Bartlett’s New York City dealer, Miles McEnery, says his work is “haunting and familiar at the same time. You look at something that you recognize and then think, ‘Huh?’” Perhaps what distinguishes Bartlett from some of those other ’80s art stars is his interest in surrealism, not the semi-abstract or fantasy imagery of Joan Miró and Max Ernst, but more descriptive painters such as René Magritte and Salvador Dalí. Bartlett asks, “Doesn’t every teenager love the surrealists? By the time I was graduating from high school and going off to Europe, it was Magritte and de Chirico and Dalí who were probably my biggest influences.”

In Florence, Ben Long redirected Bartlett’s focus to the Renaissance and Baroque periods. As his education continued back in America, he became more influenced by such artists as Edward Hopper and Andrew Wyeth. “The End of Summer” (2006), with its favorite rock from the sea-shore resting on a window sill, shouts its inheritance from Wyeth’s farmhouse paintings.

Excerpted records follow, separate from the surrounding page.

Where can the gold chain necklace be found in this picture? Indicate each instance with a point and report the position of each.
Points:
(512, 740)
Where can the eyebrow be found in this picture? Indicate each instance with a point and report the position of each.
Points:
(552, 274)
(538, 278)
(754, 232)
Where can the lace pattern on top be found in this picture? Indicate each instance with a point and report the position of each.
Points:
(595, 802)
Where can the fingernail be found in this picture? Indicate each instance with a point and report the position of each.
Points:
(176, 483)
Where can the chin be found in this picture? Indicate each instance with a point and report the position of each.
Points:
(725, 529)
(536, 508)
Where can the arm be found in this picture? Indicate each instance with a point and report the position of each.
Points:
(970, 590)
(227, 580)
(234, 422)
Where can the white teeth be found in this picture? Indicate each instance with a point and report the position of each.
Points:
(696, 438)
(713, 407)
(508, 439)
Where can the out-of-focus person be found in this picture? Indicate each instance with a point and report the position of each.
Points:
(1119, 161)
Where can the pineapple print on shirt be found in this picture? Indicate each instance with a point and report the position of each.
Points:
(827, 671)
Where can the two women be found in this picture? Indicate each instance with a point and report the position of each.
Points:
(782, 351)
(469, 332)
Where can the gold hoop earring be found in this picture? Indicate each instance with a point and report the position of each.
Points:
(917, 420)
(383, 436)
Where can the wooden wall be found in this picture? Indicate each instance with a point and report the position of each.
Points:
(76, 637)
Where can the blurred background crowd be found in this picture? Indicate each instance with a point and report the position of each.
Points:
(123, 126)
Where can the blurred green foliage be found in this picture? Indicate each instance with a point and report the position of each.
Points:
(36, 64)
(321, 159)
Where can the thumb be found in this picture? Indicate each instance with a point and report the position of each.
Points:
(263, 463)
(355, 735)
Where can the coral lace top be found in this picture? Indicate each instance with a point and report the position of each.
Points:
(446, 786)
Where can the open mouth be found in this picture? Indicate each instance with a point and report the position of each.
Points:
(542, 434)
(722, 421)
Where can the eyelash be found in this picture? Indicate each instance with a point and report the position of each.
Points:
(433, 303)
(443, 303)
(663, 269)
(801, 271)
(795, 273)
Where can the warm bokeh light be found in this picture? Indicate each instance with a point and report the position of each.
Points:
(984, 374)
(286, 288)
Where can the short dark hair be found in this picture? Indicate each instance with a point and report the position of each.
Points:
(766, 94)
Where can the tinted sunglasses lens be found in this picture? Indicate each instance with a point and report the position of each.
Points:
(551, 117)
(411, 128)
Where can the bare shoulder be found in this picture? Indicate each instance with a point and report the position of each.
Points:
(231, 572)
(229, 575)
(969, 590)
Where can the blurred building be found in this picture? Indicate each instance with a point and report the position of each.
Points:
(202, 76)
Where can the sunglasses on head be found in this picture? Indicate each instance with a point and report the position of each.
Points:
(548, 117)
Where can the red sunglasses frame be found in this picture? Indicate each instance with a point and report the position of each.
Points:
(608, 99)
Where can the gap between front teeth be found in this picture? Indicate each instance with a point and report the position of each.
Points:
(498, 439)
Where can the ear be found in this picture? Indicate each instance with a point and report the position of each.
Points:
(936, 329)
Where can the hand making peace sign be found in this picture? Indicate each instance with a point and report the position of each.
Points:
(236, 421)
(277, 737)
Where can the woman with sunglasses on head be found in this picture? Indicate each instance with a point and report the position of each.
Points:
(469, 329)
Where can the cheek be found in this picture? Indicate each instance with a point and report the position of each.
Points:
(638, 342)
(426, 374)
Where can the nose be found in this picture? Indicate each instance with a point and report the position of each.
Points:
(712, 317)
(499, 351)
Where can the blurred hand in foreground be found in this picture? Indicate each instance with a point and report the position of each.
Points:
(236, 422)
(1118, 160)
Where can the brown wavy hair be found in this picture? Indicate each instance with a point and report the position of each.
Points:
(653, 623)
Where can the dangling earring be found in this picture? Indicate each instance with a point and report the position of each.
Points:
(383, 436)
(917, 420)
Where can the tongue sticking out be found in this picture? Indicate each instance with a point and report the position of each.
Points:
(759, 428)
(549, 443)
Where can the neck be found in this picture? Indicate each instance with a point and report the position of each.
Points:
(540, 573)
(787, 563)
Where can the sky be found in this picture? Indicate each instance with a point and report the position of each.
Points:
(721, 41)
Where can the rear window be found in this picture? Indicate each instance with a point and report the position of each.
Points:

contemporary realism - Bo Bartlett, "The End of Summer," 2006, oil on panel, 24 x 24 in., private collection
Bo Bartlett, “The End of Summer,” 2006, oil on panel, 24 x 24 in., private collection

While Bartlett shares Hopper’s and Wyeth’s visions of loneliness and stillness, he has taken a more critical approach to Rockwell, creating images that resemble those of the great illustrator but with a more ironic vision. “History Lesson” (2002) features a young girl in a pleated skirt and white socks, bracketed by a globe and U.S. flag with a classroom blackboard in the background. She appears to be giving a class presentation on wars in which the U.S. has engaged; the blackboard lists the number of dead in each conflict, hardly a Rockwell sort of theme.

narrative paintings - Bo Bartlett, "History Lesson," 2002, oil on linen, 82 x 101 in., Frye Art Museum, Seattle
Bo Bartlett, “History Lesson,” 2002, oil on linen, 82 x 101 in., Frye Art Museum, Seattle

Bartlett describes some of his scenes as “Norman Rockwell turned on its head.” He goes on, “It’s definitely in that genre, but at the same time, it’s a starting point, taking it to the next level of psychology and awareness and all of the human struggles. I love that when you look at a Rockwell, you get it instantly. He’s a master storyteller for that exact reason. It’s very clear, and that’s not easy to do — in painting, film, or anything. But with my painting, I like the slow reveal, so that you see it and you acknowledge, ‘Oh, I recognize this. I know what’s going on here.’ Then you turn your head a little, and you start to say, ‘But wait, what exactly is going on here?’”

That is the mystery at the heart of numerous Bartlett paintings, a storyline at which we can only guess. “It’s not didactic in the sense that I’m presenting a concept,” the artist explains. “It’s grappling with a feeling and a mood about what it feels like to be alive now.”